Barrington District 220 aims for international success in math
Becky Gill, District 220's director of curriculum and instruction, speaks to parents Jan. 29 during “Parent University Math Night” at Barrington High School. | Buzz Orr~Sun-Times Media
Updated: March 8, 2013 6:48AM
BARRINGTON — District 220 elementary schools are teaching math differently.
Singapore Math, which is now used widely across the country, was introduced in Barrington area classrooms this year with the hope that the system will make it easier for students to master new rules and concepts.
Becky Gill, the district’s director of curriculum and instruction, believes the approach can lift the district to the forefront of academic leadership.
“We have no bragging rights internationally when it comes to math and science,” said Gill, noting that a district committee analyzed data including international test scores. “We want our students to learn how to think and problem solve.”
On Jan. 29, District 220 parents were invited to a “Parent University Math Night” with Char Forsten, a New Hampshire-based math consultant who has been working with the district on the implementation of Singapore Math.
Barrington math teachers are teaching Singapore Math in grades K-5, and there are plans to expand the program into sixth grade classrooms during the 2013-14 school year.

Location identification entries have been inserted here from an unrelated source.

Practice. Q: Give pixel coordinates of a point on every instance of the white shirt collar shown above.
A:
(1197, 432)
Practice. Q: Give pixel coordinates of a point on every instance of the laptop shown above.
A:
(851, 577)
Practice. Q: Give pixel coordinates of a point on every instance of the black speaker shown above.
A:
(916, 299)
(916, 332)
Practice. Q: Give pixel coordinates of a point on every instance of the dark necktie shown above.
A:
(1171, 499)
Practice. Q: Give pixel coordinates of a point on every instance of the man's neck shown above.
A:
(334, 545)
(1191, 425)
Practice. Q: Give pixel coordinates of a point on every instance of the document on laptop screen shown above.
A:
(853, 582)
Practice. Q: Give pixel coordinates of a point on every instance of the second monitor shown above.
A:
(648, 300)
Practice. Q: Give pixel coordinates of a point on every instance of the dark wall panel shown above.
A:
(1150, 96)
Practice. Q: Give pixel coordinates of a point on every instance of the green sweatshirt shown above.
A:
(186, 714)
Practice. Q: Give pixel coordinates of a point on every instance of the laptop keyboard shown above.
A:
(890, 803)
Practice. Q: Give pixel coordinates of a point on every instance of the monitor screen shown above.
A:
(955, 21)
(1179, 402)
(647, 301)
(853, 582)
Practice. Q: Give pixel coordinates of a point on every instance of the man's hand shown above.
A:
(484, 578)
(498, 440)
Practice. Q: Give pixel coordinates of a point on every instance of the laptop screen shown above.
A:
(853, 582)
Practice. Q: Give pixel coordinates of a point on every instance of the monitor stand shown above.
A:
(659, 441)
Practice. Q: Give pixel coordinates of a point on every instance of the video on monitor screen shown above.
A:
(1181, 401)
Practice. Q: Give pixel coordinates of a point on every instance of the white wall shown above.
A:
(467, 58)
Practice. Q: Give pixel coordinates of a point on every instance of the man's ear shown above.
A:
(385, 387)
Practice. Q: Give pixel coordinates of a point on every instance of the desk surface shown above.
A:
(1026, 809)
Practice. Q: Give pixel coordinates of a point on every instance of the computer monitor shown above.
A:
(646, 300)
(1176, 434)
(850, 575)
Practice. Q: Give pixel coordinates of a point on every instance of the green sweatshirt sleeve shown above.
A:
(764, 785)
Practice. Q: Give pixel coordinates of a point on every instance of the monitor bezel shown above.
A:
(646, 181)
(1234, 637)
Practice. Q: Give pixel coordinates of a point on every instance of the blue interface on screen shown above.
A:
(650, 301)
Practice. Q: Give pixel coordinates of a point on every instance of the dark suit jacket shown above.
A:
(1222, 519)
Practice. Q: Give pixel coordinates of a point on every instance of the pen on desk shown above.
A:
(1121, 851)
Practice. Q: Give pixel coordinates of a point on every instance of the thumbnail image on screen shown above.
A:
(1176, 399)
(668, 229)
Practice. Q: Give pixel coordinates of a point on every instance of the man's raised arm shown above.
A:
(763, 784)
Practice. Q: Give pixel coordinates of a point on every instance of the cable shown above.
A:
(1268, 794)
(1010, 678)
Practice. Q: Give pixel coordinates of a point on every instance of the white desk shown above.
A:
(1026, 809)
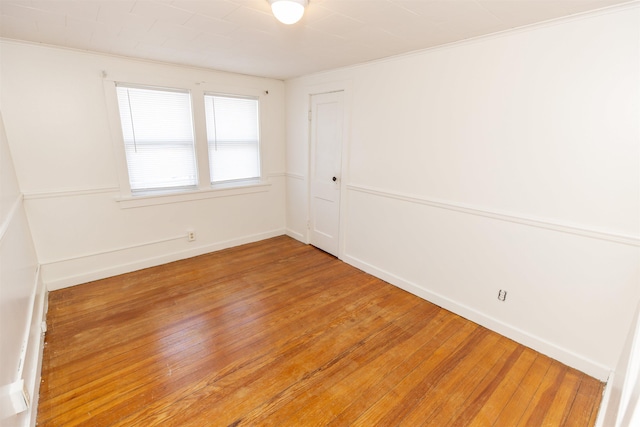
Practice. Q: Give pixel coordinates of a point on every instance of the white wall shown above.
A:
(506, 162)
(56, 117)
(21, 296)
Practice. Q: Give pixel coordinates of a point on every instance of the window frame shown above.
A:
(169, 189)
(232, 182)
(197, 90)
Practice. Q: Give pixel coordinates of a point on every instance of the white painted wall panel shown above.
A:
(533, 126)
(19, 342)
(58, 127)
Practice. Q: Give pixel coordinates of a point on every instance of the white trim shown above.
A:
(295, 235)
(12, 213)
(552, 350)
(29, 318)
(69, 193)
(273, 175)
(219, 190)
(110, 251)
(632, 4)
(297, 176)
(605, 402)
(503, 216)
(114, 270)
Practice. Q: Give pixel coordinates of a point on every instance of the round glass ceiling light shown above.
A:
(288, 11)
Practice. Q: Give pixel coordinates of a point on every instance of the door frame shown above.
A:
(345, 88)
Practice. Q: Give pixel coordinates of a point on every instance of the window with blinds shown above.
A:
(233, 137)
(157, 127)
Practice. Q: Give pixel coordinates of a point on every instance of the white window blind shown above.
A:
(233, 137)
(157, 128)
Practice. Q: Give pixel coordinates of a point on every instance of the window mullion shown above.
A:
(200, 133)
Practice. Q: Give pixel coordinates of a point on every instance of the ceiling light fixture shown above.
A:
(288, 11)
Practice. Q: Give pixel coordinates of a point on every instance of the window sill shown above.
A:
(219, 190)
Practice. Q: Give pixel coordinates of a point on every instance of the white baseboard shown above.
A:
(606, 403)
(139, 264)
(295, 235)
(556, 352)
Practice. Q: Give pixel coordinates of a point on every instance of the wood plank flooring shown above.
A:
(277, 333)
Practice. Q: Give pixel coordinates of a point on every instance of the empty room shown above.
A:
(319, 212)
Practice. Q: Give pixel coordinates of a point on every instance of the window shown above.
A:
(233, 137)
(157, 128)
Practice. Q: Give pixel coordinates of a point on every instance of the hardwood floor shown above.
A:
(281, 334)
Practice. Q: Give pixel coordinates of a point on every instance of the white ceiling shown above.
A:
(243, 36)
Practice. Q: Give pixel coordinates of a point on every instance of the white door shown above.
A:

Forsten said the problem with traditional math has been too much rote memorization of rules and not enough comprehension about how and why those rules are used.
“Lots of times, students memorize math rules, but there’s no meaning behind them,” Forsten said.
Singapore Math uses a pictorial approach, particularly with younger grades. Forsten called them “math stories.”
An example could be a picture of frogs in a pond, she began to explain. Students would count how many frogs are on a lily pad, how many in the water, and how many are in the picture altogether. These “math stories” become more complicated in higher grades.
“Singapore is foundational,” Forsten said. “When they get to algebra, it’s based on seeing it first.”
Forsten also explained that word problems can be made more understandable through pictures and bar charts, which also are used in problems involving fractions. When multiplying and dividing numbers, Singapore Math lets students use “number bonds,” allowing them to break numbers apart into smaller numbers. Breaking a five into a two and a three, for instance, gives students multiple ways in which to solve the problem.
“This program is fabulous,” said District 220 parent Kyle Kick, who attended Math Night. “What’s strong about it is they’re able to visualize math. You can play with it and the rules begin to have more meaning.”
Anne Horwath, another District 220 parent, reported that her daughter has been responding very well to Singapore Math.
“It’s like she’s seeing the options in math that I never had as a kid,” she said.
Before Singapore Math, Gill said math teachers covered a broad range of topics but did not have time for details on each.
With the new system in place, Gill said she’s received very positive feedback.
“Our teachers are seeing that it’s different and the kids are more enthusiastic about math,” she said.
Jen Burton, an instructional coach who works with District 220, said she’s also seen more enthusiasm for math among the students who use the Singapore model.
“It’s not about what we’re teaching, it’s how they need to learn,” she said.